Masters of Multimedia
Eric Chang is a sultan of speech. He talks fast, asks lots of questions, and seems to know what you’re going to say before you say it. It’s a bit unnerving at first, but given his graduate training in speech recognition at MIT, it makes sense. And since computer keyboards have trouble accommodating Asian languages-thousands of characters, in contrast to a few dozen letters-part of the motivation for Chang’s speech group in Beijing is to develop better interfaces for Asian users. Speech-based systems are part of Microsoft’s plan to enable legions of Chinese, for starters, to access information and communicate more effectively.
Chang walks into the office of a young researcher, Min Chu, and asks her to fire up the text-to-speech demo. Chu types in a sentence-in Chinese but sprinkled with English words, as is common in technical passages and discussions. After a few seconds, the computer generates a natural-sounding female voice, which sounds perfectly bilingual as it repeats the typed sentence over speakers on the desktop.
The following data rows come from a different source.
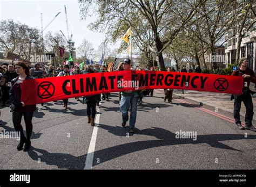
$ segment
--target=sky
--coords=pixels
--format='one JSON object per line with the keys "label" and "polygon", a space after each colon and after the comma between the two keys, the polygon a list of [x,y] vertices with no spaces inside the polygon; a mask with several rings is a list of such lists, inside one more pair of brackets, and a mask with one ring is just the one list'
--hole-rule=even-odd
{"label": "sky", "polygon": [[[60,12],[44,30],[44,34],[49,31],[60,33],[59,30],[62,30],[68,38],[64,5],[66,8],[70,36],[73,34],[75,47],[77,49],[85,38],[91,42],[95,49],[97,50],[98,46],[103,41],[105,35],[91,31],[87,27],[90,23],[96,20],[97,16],[95,16],[97,15],[87,17],[86,20],[81,20],[77,0],[0,0],[0,20],[12,19],[15,21],[19,21],[41,30],[41,13],[43,13],[43,27],[44,27],[58,12]],[[111,48],[117,46],[117,44],[109,45]]]}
The trick is to get the inflections, timing, and transitions from word to word to sound just right-and not like a robotic monotone. Unlike other speech synthesizers, Chang and Chu’s software breaks text into different-size chunks-phonemes, syllables, or whole words-and uses a database of more than 10,000 spoken sentences to select and piece together the right sounds. This bilingual synthesizer is “really head and shoulders above anything I’ve heard,” says MIT’s Zue, an expert on spoken-language systems.
It’s an example of how the lab’s cultural perspective has been instrumental in solving problems. The first goal of the project was to create a Mandarin speech synthesizer for the Chinese market. “In 2001, we had our first Bill G.’ review,” says Chang. “He said, That’s good, but I don’t understand Chinese.’” That reaction from Microsoft’s chairman motivated Chang’s group to apply the same mathematical models to English. Because pitch matters so much in Mandarin-a subtle change of tone is all that distinguishes the word for “mother” from the word for “horse”-the system was better able to capture the inflections of English and other languages as well. Expect to see this voice synthesis software on the market in the next few years, says Chang, who recently became assistant managing director of the lab’s Advanced Technology Center.
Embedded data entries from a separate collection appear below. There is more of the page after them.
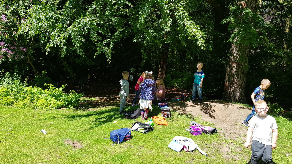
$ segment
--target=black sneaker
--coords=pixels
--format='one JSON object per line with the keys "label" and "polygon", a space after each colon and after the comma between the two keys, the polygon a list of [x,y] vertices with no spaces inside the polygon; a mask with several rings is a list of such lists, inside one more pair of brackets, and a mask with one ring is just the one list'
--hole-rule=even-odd
{"label": "black sneaker", "polygon": [[244,121],[242,121],[242,122],[241,123],[242,123],[242,124],[243,124],[244,125],[246,126],[246,127],[248,127],[248,124],[247,123],[246,123]]}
The Beijing lab is also helping Microsoft understand the Asian marketplace in more immediate consumer areas, such as multimedia communications over mobile devices. Already, there are more than 240 million cell-phone users in China alone. They tend to update their services more often than U.S. users and are more interested in gadgets generally, says Shipeng Li, head of the lab’s Internet media group and another former Sarnoff researcher. “Here it’s like fashion,” he says.
The stylishly casual Li wears jeans and comes across as more laid-back than other researchers. His group is all about smooth-smooth video, that is. In the next room, one of Li’s 20 students has set up a demo of one of the world’s first videoconferencing systems that runs on a handheld computer. The student picks up the handheld-which houses a video camera, microphone, wireless link, and data communication software-and speaks into it. His face shows up on the screen of a nearby desktop computer, which is similarly equipped. The video is encoded at 10 frames per second, enough to look fairly smooth, with an audio delay of about half a second as the researchers talk back and forth. Although the quality is lower than that of normal video, says Li, it’s still far higher than that of existing handheld technologies.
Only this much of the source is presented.